Корниловец покосился на столик в углу — там стоял графин с водой — и, бросив на ходу: «вы позволите?», направился к нему.

— Грамотно воюете, толково. В былые годы ни за что не поверил бы, что быдло способно стратегически мыслить. Так что с уважением. И вообще. И в частности.

— Ну, насчет быдла ты сократись, — без угрозы протянул Бачурин. — Имею к тебе конкретные вопросы…

— Впрочем, вами командовал прирожденный полководец, — перебил корниловец. — У нас в армии его знали все. — Он налил полный стакан и медленно, с наслаждением выпил. Потом вернулся на место и улыбнулся совсем по-дружески: — За что вы его?

— Ну уж тебе я отчета давать не стану! — взъярился Бачурин и добавил, сдерживая крик: — По существу говорить желаешь? Какая часть? Сколько сабель, штыков? Кто командир полка? Кто начальник дивизии?

Подпоручик встал:

— Прикажите меня увести. И запомните на будущее, дружок: если не хотите, чтобы вас называли быдлом, — никогда не тычьте незнакомым людям.

Допроса не получилось. Конвоир увел корниловца, Бачурин подошел к Шаврову и с наигранной веселостью обнял его за плечи:

— Характер давит золотопогонник, фигли-мигли дворянские выкручивает… А поставим к стенке — очухается враз! Не впервой… И ты, Сергей Иванович, на его слова плюнь — потому нельзя от каждой угадки в гроб ложиться! Ты человек военный и выполнял приказ. — Бачурин улыбнулся, довольный неотразимой логикой своих слов, и повысил голос: — Ты о главном помни: славу нашу никто никогда и ничем не перечеркнет! Мы своими жизнями последний фронт гражданской войны ликвидируем, всем угнетенным и обездоленным дорогу в светлое завтра открываем! Не ты решал. А что такое… дело тебе досталось исполнить — так то случай. А он слепой. Убедил я тебя?

Шавров взглянул на Бачурина пустыми глазами, спокойно спросил:

— Фомич, ты не вспомнишь, как его звали, комкора нашего? Фамилию не вспомнишь?

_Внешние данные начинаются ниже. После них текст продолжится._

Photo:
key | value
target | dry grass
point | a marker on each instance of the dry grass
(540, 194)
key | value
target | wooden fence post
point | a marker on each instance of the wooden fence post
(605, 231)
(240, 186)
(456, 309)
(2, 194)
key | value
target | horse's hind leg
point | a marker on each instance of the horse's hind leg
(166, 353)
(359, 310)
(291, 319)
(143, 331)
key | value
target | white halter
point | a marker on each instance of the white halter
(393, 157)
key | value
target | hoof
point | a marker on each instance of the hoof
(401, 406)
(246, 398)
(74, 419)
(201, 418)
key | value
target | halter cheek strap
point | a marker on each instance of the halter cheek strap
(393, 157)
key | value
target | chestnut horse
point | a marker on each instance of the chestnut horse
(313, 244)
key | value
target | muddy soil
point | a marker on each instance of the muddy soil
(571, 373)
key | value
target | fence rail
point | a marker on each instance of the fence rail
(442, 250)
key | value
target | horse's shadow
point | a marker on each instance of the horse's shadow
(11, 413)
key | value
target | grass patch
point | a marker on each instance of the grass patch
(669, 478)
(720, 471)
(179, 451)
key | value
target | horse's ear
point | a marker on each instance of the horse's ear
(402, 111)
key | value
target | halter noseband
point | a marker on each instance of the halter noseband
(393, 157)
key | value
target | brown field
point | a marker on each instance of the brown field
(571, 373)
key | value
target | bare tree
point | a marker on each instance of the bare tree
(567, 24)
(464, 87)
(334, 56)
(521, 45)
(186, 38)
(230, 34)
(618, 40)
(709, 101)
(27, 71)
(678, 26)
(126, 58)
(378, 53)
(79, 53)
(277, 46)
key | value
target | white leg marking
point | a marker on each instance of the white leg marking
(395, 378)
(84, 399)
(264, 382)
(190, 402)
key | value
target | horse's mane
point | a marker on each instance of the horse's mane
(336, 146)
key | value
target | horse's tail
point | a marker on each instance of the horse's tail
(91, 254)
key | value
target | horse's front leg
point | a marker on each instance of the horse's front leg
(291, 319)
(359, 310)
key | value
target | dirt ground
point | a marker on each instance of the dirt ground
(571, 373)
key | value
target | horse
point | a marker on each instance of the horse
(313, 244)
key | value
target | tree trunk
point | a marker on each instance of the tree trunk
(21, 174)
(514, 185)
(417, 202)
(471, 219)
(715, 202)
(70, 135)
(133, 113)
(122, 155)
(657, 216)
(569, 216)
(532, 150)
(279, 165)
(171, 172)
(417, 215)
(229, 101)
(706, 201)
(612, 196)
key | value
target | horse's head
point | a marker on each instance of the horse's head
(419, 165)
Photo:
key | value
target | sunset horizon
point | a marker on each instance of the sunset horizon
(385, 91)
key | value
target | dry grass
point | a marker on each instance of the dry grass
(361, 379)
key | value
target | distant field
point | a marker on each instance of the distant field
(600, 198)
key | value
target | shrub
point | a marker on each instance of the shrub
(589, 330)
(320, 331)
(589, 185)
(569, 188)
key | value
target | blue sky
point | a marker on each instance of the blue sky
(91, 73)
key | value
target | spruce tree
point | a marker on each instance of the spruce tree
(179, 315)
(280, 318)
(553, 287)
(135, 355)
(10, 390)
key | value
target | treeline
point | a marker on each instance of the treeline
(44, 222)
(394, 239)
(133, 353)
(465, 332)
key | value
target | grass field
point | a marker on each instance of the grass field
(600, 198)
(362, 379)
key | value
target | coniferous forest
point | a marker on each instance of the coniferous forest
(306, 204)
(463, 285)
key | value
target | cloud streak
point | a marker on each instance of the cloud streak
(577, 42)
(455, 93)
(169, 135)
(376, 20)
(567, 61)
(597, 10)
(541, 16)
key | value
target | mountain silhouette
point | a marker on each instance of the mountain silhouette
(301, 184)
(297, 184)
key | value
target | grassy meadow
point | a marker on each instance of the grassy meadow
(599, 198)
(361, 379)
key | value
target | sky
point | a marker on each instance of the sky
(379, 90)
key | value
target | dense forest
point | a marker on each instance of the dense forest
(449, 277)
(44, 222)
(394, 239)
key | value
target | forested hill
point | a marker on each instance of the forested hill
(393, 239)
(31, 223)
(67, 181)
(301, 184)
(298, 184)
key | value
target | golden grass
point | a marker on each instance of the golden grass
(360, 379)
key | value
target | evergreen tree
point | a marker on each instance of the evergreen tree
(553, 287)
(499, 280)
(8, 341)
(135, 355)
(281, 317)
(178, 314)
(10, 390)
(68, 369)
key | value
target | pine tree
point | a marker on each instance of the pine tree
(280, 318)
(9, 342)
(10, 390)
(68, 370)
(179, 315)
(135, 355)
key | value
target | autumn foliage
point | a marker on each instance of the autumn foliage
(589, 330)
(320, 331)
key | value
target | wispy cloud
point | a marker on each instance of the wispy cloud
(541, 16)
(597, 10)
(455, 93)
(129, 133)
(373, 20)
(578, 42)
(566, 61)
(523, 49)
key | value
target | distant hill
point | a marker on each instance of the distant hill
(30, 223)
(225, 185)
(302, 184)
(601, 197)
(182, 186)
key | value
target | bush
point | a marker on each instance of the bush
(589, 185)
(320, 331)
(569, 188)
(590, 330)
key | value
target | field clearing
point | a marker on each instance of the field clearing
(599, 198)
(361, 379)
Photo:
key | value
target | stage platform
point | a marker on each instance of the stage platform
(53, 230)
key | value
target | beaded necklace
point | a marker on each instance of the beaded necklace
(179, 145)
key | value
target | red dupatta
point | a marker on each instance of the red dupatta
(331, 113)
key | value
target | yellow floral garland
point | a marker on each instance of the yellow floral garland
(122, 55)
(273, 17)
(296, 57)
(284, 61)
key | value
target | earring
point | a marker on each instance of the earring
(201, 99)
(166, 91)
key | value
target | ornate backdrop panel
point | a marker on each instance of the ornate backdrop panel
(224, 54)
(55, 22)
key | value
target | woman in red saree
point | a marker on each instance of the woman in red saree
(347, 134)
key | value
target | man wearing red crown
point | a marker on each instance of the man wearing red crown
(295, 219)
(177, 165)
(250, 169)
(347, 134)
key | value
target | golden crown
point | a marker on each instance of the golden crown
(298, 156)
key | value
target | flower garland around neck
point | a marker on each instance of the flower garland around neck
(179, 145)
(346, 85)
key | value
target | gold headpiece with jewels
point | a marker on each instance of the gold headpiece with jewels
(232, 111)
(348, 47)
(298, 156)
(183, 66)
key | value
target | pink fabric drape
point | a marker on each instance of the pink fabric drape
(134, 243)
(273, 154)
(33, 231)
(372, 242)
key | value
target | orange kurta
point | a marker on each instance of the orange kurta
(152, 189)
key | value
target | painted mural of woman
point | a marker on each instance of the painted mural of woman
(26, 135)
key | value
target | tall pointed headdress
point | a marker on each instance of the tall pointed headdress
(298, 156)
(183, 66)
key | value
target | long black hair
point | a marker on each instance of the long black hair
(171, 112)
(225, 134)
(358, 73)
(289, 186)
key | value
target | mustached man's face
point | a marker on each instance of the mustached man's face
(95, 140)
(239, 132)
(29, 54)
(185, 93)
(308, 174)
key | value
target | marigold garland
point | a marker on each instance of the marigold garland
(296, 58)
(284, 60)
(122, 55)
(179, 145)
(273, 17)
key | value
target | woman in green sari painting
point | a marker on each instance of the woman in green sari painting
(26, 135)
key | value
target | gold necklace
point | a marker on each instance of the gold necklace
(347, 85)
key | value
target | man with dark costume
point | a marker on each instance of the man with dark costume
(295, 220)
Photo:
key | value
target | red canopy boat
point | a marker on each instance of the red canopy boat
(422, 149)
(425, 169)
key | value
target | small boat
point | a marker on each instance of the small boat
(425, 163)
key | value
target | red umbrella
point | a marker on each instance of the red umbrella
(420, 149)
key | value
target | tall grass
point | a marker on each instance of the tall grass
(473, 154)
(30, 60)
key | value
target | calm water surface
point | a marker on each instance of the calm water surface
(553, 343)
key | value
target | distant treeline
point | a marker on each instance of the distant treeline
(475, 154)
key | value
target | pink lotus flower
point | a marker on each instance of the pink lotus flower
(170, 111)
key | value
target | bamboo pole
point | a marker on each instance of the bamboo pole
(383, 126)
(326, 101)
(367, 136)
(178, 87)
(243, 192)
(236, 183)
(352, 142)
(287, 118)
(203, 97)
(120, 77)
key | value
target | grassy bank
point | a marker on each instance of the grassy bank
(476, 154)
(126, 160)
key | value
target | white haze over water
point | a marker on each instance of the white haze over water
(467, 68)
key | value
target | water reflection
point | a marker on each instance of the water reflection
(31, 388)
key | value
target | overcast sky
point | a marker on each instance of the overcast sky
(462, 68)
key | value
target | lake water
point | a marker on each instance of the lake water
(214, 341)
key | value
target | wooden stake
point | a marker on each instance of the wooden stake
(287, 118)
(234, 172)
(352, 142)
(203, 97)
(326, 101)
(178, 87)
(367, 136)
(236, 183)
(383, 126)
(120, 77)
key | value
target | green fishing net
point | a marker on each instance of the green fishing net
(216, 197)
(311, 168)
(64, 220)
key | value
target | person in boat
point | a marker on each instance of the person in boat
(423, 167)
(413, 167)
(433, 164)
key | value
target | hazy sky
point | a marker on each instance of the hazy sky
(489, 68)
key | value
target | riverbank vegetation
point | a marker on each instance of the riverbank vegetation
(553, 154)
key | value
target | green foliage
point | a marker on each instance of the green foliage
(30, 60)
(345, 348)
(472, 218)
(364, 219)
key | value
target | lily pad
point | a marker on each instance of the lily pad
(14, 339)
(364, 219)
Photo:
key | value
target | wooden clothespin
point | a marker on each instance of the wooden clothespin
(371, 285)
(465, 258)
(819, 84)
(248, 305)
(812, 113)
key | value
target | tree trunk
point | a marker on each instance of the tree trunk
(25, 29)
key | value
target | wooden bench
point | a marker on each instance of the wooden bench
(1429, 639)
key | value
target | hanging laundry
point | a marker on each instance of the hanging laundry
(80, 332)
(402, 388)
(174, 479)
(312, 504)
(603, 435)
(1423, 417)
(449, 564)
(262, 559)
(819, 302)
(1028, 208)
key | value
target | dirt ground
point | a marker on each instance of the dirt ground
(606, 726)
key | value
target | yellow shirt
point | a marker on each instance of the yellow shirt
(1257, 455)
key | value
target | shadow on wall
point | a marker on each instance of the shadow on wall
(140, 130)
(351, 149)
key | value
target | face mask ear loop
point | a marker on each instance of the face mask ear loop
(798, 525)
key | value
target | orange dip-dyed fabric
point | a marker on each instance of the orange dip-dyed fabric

— Что? — оторопел Бачурин и, понимая, что выспрашивать Шаврова теперь не стоит, сочувственно зачастил: — Ну, ну, извини, понимаю… Намедни сам отмочил. Вызывает товарищ Фрунзе, спрашивает — как фамилия и так далее у комэска-3? А я, понимаешь, третью ночь без сна — возьми и ответь: «Категорически забыл!» В штабе со смеху лопнули! Иди, прими стакан, выспись — и все как рукой!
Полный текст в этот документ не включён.